Aunque no lo parezca, una también se sube a la bici de vez en cuando. Y no siempre sola.
Tener dos vástagos me ha hecho probar todo tipo de soluciones para llevarles en la bici, generalmente en vacaciones desde el apartamento hasta la playa.
He probado de todo: la barra que engancha la rueda delantera, la silla trasera, la que va sujeta al manillar…. Y mi recomendación es clara: mejor os esperáis unos añitos a que los críos cojan suficiente soltura para ir ellos solos.

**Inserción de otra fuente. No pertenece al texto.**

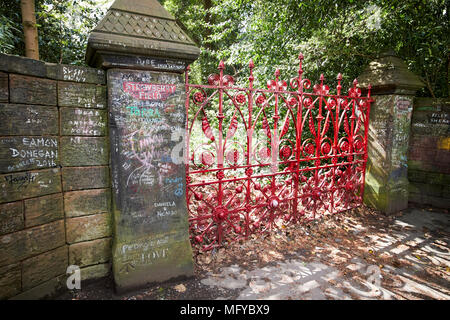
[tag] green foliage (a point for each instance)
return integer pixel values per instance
(334, 36)
(63, 28)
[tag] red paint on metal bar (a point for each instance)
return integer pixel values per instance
(259, 159)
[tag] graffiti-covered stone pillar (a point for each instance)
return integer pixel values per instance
(393, 89)
(145, 53)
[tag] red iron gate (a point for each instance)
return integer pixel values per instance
(258, 159)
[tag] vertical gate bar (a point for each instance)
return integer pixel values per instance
(366, 135)
(275, 133)
(298, 144)
(352, 128)
(336, 135)
(186, 155)
(318, 145)
(220, 150)
(249, 148)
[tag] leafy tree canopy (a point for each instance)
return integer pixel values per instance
(334, 36)
(63, 28)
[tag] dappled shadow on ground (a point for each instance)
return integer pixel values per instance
(359, 254)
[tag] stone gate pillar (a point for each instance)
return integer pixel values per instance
(145, 53)
(393, 89)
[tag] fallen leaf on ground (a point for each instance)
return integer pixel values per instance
(180, 288)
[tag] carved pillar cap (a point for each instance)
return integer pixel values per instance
(389, 74)
(133, 32)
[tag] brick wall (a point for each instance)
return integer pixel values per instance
(54, 176)
(429, 153)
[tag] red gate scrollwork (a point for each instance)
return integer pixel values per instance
(258, 159)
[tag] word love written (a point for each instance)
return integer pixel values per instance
(149, 91)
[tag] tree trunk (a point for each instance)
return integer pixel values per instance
(30, 29)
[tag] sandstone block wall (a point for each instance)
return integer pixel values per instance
(54, 176)
(429, 153)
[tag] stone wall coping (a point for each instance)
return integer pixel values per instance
(63, 72)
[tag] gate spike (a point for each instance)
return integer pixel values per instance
(277, 72)
(251, 65)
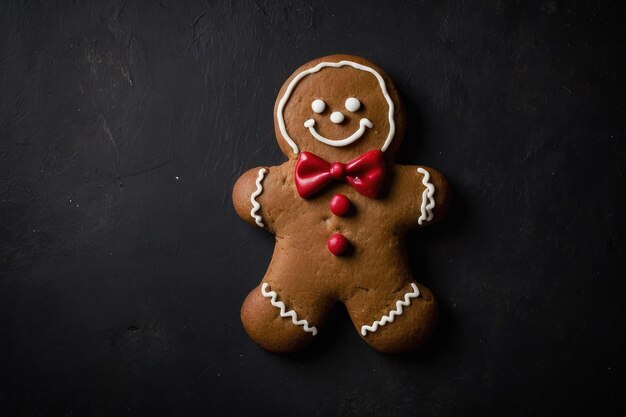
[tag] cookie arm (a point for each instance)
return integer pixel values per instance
(250, 196)
(424, 194)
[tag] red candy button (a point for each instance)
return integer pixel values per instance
(337, 244)
(339, 204)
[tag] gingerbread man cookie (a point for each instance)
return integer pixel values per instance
(340, 208)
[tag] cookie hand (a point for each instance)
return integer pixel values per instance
(248, 196)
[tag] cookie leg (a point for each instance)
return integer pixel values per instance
(394, 320)
(280, 320)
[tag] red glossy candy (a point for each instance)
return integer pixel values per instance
(337, 244)
(339, 205)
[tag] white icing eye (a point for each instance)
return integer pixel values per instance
(318, 106)
(353, 104)
(336, 117)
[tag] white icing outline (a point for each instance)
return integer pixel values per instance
(363, 123)
(283, 310)
(393, 313)
(301, 75)
(426, 209)
(255, 204)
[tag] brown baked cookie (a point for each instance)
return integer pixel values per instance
(340, 208)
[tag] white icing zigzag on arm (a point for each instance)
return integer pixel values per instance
(255, 205)
(283, 310)
(427, 195)
(393, 313)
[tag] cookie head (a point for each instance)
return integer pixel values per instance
(338, 107)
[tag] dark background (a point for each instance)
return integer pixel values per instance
(124, 125)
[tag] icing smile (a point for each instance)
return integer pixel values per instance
(363, 123)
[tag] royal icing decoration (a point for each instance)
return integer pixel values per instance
(428, 202)
(318, 106)
(311, 123)
(353, 104)
(363, 123)
(393, 313)
(337, 117)
(283, 310)
(255, 204)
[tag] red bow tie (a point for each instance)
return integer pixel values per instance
(365, 173)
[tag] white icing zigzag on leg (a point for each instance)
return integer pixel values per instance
(426, 209)
(255, 205)
(393, 313)
(283, 313)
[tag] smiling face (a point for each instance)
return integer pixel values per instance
(338, 107)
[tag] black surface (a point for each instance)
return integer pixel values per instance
(123, 127)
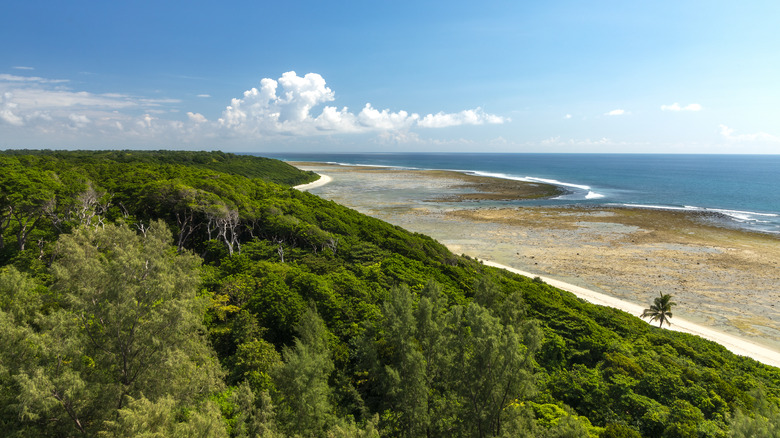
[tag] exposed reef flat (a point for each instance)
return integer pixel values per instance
(721, 277)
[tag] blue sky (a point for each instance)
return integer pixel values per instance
(557, 76)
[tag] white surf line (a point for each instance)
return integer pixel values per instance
(734, 344)
(324, 179)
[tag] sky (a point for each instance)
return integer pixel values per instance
(392, 76)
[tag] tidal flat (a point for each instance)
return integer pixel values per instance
(721, 277)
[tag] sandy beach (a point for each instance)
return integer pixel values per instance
(324, 179)
(726, 281)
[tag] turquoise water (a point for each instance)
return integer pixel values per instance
(742, 190)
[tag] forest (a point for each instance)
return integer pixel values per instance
(163, 293)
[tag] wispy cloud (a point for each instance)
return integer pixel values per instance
(287, 106)
(291, 106)
(677, 107)
(29, 79)
(729, 134)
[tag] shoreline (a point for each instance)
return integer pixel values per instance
(324, 179)
(736, 345)
(722, 278)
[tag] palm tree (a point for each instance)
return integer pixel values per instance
(661, 309)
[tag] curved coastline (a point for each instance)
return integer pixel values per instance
(734, 344)
(501, 234)
(324, 179)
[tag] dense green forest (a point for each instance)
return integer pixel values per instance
(197, 294)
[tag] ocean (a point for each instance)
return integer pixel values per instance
(742, 190)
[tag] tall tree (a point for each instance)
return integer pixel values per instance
(302, 381)
(128, 325)
(660, 310)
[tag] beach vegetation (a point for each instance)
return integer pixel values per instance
(164, 294)
(660, 310)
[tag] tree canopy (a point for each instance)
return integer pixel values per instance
(163, 294)
(660, 310)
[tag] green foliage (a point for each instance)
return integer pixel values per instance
(110, 325)
(660, 310)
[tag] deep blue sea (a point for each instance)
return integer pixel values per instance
(744, 189)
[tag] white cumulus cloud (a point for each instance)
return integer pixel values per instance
(290, 106)
(196, 117)
(676, 107)
(465, 117)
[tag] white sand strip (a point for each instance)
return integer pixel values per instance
(732, 343)
(324, 179)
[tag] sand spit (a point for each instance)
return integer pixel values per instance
(734, 344)
(324, 179)
(723, 279)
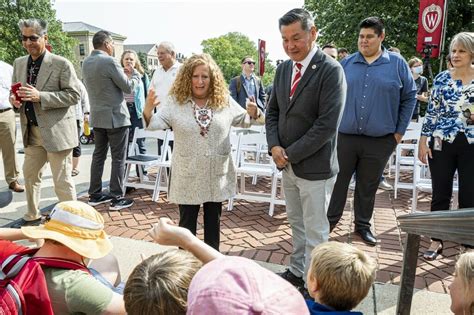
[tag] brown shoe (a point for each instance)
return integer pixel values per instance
(16, 187)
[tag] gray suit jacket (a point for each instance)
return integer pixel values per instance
(306, 126)
(59, 92)
(106, 82)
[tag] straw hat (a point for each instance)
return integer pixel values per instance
(76, 225)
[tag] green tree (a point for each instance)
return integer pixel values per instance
(338, 21)
(228, 51)
(11, 11)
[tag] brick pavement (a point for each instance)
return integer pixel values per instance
(250, 232)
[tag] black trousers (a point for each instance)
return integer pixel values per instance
(367, 156)
(188, 215)
(459, 156)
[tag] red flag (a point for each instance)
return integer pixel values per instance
(430, 25)
(261, 56)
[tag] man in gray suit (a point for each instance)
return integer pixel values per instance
(106, 81)
(48, 94)
(302, 120)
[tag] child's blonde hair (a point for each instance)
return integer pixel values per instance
(464, 270)
(159, 284)
(344, 274)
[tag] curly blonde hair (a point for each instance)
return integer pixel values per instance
(182, 86)
(464, 269)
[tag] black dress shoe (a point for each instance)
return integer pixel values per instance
(22, 222)
(367, 237)
(291, 278)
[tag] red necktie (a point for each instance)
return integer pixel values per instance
(296, 79)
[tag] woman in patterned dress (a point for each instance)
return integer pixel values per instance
(201, 113)
(449, 126)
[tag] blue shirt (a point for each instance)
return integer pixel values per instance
(319, 309)
(381, 96)
(450, 109)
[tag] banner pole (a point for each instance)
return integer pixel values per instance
(443, 35)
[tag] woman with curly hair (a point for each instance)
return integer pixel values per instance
(462, 287)
(201, 112)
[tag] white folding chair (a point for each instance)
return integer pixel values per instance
(160, 161)
(234, 146)
(405, 162)
(411, 126)
(261, 168)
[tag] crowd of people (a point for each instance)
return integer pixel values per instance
(326, 121)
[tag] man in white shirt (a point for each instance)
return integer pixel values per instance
(8, 129)
(164, 76)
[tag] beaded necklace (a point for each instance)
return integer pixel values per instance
(203, 117)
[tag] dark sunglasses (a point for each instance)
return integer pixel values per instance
(33, 38)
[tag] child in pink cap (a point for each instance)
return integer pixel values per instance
(230, 285)
(237, 285)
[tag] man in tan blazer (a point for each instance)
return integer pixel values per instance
(48, 94)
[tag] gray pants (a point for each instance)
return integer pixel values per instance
(307, 202)
(117, 138)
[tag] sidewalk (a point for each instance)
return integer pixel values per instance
(381, 299)
(250, 232)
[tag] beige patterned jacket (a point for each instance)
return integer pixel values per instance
(202, 169)
(59, 93)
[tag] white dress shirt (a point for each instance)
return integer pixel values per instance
(305, 62)
(163, 80)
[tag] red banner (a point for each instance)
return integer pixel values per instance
(430, 26)
(261, 56)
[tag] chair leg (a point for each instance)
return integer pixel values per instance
(156, 191)
(273, 194)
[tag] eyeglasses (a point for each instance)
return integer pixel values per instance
(33, 38)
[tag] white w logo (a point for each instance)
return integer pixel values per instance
(431, 20)
(431, 17)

Cuando les llevaba en la silla trasera, el primer problema es que no sabía qué hacer con la bolsa de la playa por estar el transportín ocupado. Así que me ponía la mochila por delante, luego me compré una cesta… acabé pareciendo un sherpa en bici. Opté por llevar un único bañador, una capa de crema solar puesta como si fuera una escayola, gastarme una pasta en el chiringuito para comprar agua y Cheetos a modo de merienda y mangar los juguetes de playa al pobre niño incauto que hubiera por ahí.
Así, más ligera de equipaje ya podía yo manejar mi bicicleta (que mi cicloesposo llamaba cariñosamente “Hierro”) y llevar el niño atrás. Pero el niño se quedaba dormido con el paseo en bici y me daba de cabezazos en la espalda una y otra vez hasta que Morfeo le hería de muerte y se descolgaba por un lado del asiento del infierno que venden en el Decatlon.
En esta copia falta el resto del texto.